Dismissed (Hebrew: המפקדת, romanized: HaMefakedet, lit. The Commander) is an Israeli comedy drama television series broadcast on Kan 11 that premiered on 15 April 2021. The series follows a group of young women undergoing basic training in the Israeli army.

The second season premiered on 19 October 2022 and concluded on 20 November 2022.
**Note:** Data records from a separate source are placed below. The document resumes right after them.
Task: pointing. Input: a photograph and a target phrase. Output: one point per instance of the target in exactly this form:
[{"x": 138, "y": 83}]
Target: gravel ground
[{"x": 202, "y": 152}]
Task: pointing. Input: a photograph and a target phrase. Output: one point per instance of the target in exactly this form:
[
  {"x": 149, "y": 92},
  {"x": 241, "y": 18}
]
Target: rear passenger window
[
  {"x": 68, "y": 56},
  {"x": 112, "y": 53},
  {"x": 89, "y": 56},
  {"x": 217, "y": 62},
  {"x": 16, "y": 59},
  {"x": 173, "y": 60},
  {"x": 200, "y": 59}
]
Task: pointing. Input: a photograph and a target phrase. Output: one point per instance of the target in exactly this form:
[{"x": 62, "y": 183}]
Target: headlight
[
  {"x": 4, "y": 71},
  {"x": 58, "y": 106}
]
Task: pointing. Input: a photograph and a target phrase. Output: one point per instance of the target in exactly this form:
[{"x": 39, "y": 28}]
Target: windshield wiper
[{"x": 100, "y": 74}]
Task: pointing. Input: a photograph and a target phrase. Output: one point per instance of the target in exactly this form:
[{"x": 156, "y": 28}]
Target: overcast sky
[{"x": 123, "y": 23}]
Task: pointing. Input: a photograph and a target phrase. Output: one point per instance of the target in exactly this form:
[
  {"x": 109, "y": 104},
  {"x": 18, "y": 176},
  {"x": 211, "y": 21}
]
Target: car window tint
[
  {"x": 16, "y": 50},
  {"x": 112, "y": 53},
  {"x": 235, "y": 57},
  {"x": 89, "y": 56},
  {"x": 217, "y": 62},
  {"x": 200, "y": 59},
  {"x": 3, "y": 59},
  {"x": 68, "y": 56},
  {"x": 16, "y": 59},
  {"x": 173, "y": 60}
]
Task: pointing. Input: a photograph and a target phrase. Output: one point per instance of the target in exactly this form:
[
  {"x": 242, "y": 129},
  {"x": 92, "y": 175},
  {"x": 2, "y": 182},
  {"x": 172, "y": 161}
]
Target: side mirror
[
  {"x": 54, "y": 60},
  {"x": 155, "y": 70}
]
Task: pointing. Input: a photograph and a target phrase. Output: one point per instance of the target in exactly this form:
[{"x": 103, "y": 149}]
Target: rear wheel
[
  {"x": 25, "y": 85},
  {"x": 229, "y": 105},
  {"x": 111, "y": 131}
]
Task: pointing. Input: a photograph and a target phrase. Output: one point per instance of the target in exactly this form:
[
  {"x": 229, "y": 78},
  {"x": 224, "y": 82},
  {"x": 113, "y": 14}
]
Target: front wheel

On 20 November 2022, it was announced that the series had been renewed for a third season.

== Series overview ==

| Series | Episodes |  | Originally released |  |
| First released | Last released |
| 1 | 10 |  | 15 April 2021 | 17 May 2021 |
| 2 | 10 |  | 19 October 2022 | 20 November 2022 |
| 3 | 10 |  | 9 September 2024 | 1 October 2024 |

== Plot ==

=== Season 1 ===
The story takes place in the "Ga'ash" (volcano) company at the fictional "Erez" rookie base. The main character, Noa Levitan (Alona Sa'ar) is a young, dedicated military officer who did not complete military training after being deemed unfit by her superiors but is nonetheless appointed to lead the training unit after the prior platoon commander is injured.

The group of inductees that Noa receives belong to the army's special needs program, and they have difficulty accepting the disciplinary rules and the authority of the commanders. During the training, the commanders are repeatedly challenged, leading the company commander to express his frustration with Noa's performance even as she attempts to prove herself in the job.

The first season of the series ends with the dispersal of the female soldiers to their regular service at the end of their training.

=== Season 2 ===
In the second season, Noa's platoon receives a cohort from the Atuda program of university reservists. Into the role of deputy platoon commander arrives Lt. Tully (Noam Logsi) who takes the reins of management much to Noa's dismay. At the same time, Noa, who wants to make a good impression on the command staff, endeavors to induct the nephew of the base commander into her platoon.

The rookie platoon is chosen to serve as a pilot for a new model called "Basic Training 2025" and Lt. Tully is chosen to be responsible for its implementation. The nephew of the base commander is assigned to the reservist department and has difficulty integrating socially and develops disciplinary problems. Tully, who brings a different approach to the trainees is met with hostility from the other commanders. During the rotation, difficulties for the department's staff arise from conflicts between meeting the mission and implementing new procedures in the face of ego battles within the company.

== Reception ==
The series received generally positive reviews, with critics praising the ensemble cast and the portrayal of social dynamics among the group of recruits.

International rights to the series were acquired by WestEnd Films in May 2021.

== Awards and nominations ==
At the Israeli Television Academy Awards in 2021, the show was nominated for 16 awards in 14 categories, of which it won 10, including Best Comedy Drama Series, Best Directing, Best Screenplay, Best Actress in a Comedy Series, and Best Supporting Actress in a Comedy Series.